The default data file (look-up table) is Etcode.dat which contains the data from the original paper (1)

# Fickett TESTCODE data
# Nuc. Acids Res. 10(17) 5303-5318
#
# Position parameter values (last value must be 0.0)
1.9
1.8
1.7
1.6
1.5
1.4
1.3
1.2
1.1
0.0
#
#
# Content parameter values (last value must be 0.0)
0.33
0.31
0.29
0.27
0.25
0.23
0.21
0.17
0.00
#
#
# Position probabilities for A,C,G,T respectively
0.94 0.80 0.90 0.97
0.68 0.70 0.88 0.97
0.84 0.70 0.74 0.91
0.93 0.81 0.64 0.68
0.58 0.66 0.53 0.69
0.68 0.48 0.48 0.44
0.45 0.51 0.27 0.54
0.34 0.33 0.16 0.20
0.20 0.30 0.08 0.09
0.22 0.23 0.08 0.09
#
#
# Content probabilities for A,C,G,T respectively
0.28 0.82 0.40 0.28
0.49 0.64 0.54 0.24
0.44 0.51 0.47 0.39
0.55 0.64 0.64 0.40
0.62 0.59 0.64 0.55
0.49 0.59 0.73 0.75
0.67 0.43 0.41 0.56
0.65 0.44 0.41 0.69
0.81 0.39 0.33 0.51
0.21 0.31 0.29 0.58
#
#
# Weights for position
0.26
0.18
0.31
0.33
#
#
# Weights for content
0.11
0.12
0.15
0.14

This file is retrievable using EMBOSSDATA.

Window size is set by default to 200. The algorithm requires sufficient sequence to perform the statistic on. The original paper suggests a minimum window size of 200.

Window stepping increment is set by default to 3. This will ensure the resulting information remains in frame.

Alternative Data Files

There are no alternative data files currently in the EMBOSS Data directory, but alternative values may be user defined.

Notes

The TESTCODE statistic reflects the fact that codons are used with unequal frequency and that oligonucleotides and nucleotides tend to be repeated with a periodicity of three. The original paper reports that the test had been thoroughly proven on 400,000 bases of sequence data: it misclassifies 5% of the regions tested and gives an answer of "No Opinion" one fifth of the time.

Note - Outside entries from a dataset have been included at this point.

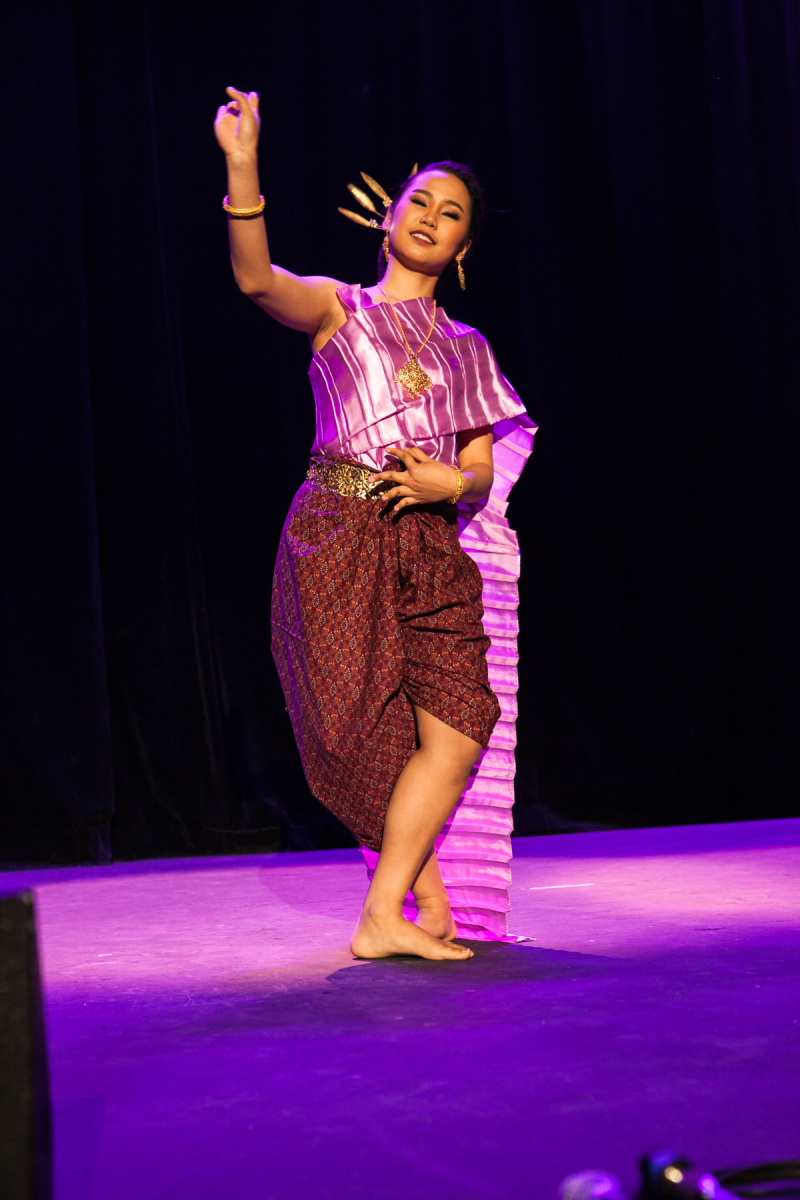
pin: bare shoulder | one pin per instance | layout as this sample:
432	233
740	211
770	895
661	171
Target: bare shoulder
336	313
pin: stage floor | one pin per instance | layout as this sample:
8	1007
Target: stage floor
211	1037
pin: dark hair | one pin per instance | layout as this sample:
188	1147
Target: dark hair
476	202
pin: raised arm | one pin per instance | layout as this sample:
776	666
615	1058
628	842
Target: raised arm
305	303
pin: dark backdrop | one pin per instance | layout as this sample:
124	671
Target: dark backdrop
638	280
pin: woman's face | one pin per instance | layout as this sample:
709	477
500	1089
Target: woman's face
429	221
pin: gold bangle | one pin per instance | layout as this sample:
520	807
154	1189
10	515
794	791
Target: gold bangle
244	213
459	487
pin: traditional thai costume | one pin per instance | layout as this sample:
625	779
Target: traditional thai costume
374	612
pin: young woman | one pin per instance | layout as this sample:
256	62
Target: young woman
377	612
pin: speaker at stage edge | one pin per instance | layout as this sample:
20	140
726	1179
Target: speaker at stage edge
25	1156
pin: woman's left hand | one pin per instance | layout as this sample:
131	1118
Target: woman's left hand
423	481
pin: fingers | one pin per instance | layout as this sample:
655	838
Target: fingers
390	477
241	101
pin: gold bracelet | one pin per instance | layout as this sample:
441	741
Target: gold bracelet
459	487
244	213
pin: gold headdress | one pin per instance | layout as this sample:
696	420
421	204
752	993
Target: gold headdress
367	203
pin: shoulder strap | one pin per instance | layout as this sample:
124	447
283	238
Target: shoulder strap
349	297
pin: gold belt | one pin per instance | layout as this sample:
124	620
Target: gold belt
346	478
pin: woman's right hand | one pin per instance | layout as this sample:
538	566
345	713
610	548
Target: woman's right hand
238	125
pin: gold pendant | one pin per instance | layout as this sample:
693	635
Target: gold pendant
413	379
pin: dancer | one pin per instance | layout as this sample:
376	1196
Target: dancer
377	615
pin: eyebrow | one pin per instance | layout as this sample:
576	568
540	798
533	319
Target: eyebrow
425	192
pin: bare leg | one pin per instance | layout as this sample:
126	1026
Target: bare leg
423	798
432	901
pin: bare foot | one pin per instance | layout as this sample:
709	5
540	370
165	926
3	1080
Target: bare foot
434	917
379	936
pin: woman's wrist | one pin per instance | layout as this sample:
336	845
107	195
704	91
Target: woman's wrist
241	162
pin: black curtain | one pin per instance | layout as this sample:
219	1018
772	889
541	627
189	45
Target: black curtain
638	280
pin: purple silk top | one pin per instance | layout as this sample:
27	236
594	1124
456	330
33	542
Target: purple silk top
361	411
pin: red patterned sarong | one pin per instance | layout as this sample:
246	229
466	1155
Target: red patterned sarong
372	613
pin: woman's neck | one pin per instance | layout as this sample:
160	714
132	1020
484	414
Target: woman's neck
400	283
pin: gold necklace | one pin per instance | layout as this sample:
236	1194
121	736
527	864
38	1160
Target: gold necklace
411	378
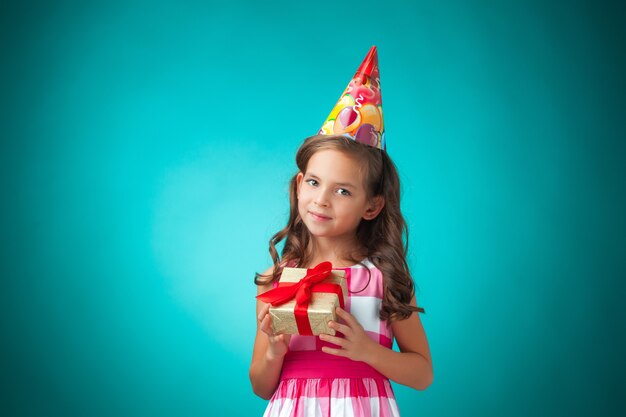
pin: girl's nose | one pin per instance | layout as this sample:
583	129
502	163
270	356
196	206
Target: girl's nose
321	198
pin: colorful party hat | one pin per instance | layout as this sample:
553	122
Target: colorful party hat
359	112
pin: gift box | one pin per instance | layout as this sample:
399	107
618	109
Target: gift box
306	299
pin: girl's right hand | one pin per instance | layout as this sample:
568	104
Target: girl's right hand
278	343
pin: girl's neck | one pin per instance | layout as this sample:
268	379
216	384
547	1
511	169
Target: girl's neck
340	253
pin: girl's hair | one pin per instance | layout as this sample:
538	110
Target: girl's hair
385	238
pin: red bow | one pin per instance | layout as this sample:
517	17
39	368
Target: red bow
301	291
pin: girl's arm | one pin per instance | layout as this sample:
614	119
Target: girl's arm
269	351
412	366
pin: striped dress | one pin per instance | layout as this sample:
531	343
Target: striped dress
317	384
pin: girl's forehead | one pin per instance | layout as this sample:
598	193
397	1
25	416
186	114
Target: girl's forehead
335	166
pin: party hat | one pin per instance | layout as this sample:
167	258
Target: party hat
358	113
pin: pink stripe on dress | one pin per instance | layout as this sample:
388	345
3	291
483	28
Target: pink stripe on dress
317	364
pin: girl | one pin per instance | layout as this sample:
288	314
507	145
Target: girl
345	208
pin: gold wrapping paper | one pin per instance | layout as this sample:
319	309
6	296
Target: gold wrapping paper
321	307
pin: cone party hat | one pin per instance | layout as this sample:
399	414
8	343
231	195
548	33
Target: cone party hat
359	112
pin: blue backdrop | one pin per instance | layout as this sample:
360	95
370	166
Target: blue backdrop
146	151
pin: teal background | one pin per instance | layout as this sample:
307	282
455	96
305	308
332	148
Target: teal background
146	150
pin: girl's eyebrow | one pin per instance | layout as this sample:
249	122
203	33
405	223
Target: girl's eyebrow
340	184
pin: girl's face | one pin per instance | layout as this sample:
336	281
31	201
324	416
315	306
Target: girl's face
332	198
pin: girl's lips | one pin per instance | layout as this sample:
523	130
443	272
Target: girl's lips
318	216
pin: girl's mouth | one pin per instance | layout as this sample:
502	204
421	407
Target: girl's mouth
318	216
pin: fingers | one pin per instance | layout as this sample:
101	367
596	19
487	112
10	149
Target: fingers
341	328
347	317
339	341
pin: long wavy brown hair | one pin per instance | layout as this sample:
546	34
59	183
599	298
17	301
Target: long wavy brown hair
385	238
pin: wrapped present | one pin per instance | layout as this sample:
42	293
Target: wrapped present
305	300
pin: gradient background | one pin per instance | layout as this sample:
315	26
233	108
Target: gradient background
146	150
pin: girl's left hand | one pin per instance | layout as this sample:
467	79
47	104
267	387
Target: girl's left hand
355	344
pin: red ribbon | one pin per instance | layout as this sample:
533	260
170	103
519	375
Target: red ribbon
302	291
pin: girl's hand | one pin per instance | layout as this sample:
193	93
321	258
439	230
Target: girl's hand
355	344
278	343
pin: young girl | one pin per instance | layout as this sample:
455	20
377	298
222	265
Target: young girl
344	208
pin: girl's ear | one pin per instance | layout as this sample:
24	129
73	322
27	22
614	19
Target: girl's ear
374	208
298	183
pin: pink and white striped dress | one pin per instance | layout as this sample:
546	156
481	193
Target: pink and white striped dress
317	384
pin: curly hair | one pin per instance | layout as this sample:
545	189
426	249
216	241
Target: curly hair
384	238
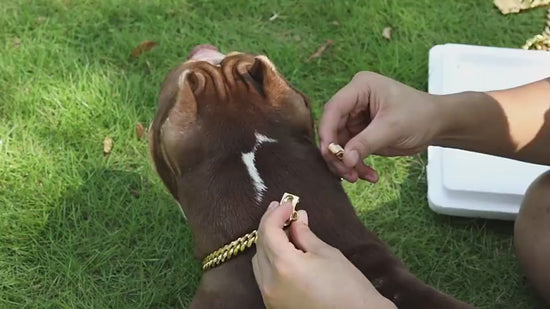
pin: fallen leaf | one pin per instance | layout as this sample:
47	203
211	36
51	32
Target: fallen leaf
319	52
143	47
134	192
140	130
273	17
107	146
147	67
515	6
386	33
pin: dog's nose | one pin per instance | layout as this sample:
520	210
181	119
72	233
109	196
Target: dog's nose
206	52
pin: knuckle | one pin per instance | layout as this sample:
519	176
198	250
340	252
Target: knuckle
269	293
364	75
334	252
283	269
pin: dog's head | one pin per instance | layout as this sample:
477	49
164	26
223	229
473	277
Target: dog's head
213	105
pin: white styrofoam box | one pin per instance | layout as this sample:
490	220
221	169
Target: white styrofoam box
470	184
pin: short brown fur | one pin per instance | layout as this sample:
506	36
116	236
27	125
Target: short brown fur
203	125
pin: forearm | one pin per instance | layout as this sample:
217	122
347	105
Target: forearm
513	123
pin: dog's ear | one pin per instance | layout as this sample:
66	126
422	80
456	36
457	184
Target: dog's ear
268	80
281	94
172	129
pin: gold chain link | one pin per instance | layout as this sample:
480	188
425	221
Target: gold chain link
230	250
239	245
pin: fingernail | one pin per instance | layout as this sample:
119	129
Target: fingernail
302	217
371	176
351	159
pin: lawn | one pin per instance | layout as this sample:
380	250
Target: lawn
82	230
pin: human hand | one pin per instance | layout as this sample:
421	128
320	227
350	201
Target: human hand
299	270
374	114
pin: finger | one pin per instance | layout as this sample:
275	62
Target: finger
336	110
366	172
257	270
261	266
272	239
303	238
375	136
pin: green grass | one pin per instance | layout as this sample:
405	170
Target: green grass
80	230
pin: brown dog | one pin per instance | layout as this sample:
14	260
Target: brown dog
230	135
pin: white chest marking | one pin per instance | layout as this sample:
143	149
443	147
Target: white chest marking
249	160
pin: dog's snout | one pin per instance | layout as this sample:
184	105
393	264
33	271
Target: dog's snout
206	52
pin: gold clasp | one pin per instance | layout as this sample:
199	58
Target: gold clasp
336	150
293	199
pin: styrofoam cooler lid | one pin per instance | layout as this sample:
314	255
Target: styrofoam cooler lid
469	184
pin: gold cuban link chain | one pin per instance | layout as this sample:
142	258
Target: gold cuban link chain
242	243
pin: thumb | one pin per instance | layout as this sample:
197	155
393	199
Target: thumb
303	238
377	135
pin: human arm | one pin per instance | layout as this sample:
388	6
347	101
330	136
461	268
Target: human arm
298	270
374	114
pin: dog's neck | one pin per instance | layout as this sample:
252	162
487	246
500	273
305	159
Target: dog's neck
226	197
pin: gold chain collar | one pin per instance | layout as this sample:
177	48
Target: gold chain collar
246	241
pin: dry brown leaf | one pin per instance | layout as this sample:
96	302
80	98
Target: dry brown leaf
143	47
147	67
515	6
386	33
140	130
107	146
319	52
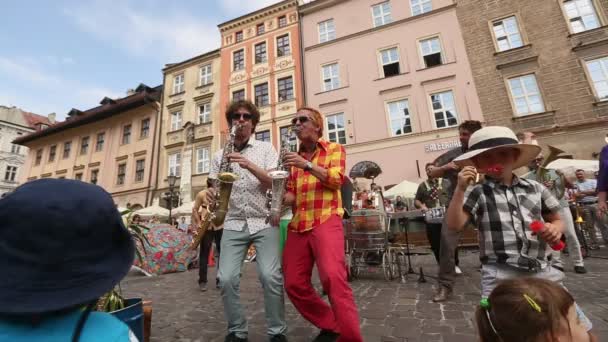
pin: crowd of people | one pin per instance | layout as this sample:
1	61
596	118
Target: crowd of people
58	262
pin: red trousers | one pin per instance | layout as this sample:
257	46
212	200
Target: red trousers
325	246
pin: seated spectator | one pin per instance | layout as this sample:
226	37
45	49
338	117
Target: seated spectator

In the GCG package, the current (version 10.3) TESTCODE application's apparent interpretation of the algorithm is: MAX(A1,A2,A3) / MIN(A1,A2,A3) The EMBOSS tcode program uses the correct Fickett algorithm equation: MAX(A1,A2,A3) / MIN(A1,A2,A3) + 1 thus any plot using the GCG TESTCODE aplication will be slightly higher than the tcode equivalent.

References

Fickett, J.W. (1982) Nucleic Acids Research 10(17) pp.5303-5318 "Recognition of protein coding regions in DNA sequences"

Warnings

The program will ignore ambiguity codes in the nucleic acid sequence and just accept the four common bases. This is a function of the algorithm, and the data tables.

Diagnostic Error Messages

Standard error messages are given for incorrect sequence input.

Exit status

It always exits with status 0.

See Elsewhere

TESTCODE - GCG package, Accelrys Inc. Uses a different interpretation of the same algorithm. Source code unavailable.

SPIN - "Uneven positional base preferences" Staden software. Free to academics, versions for both X and Windows platforms.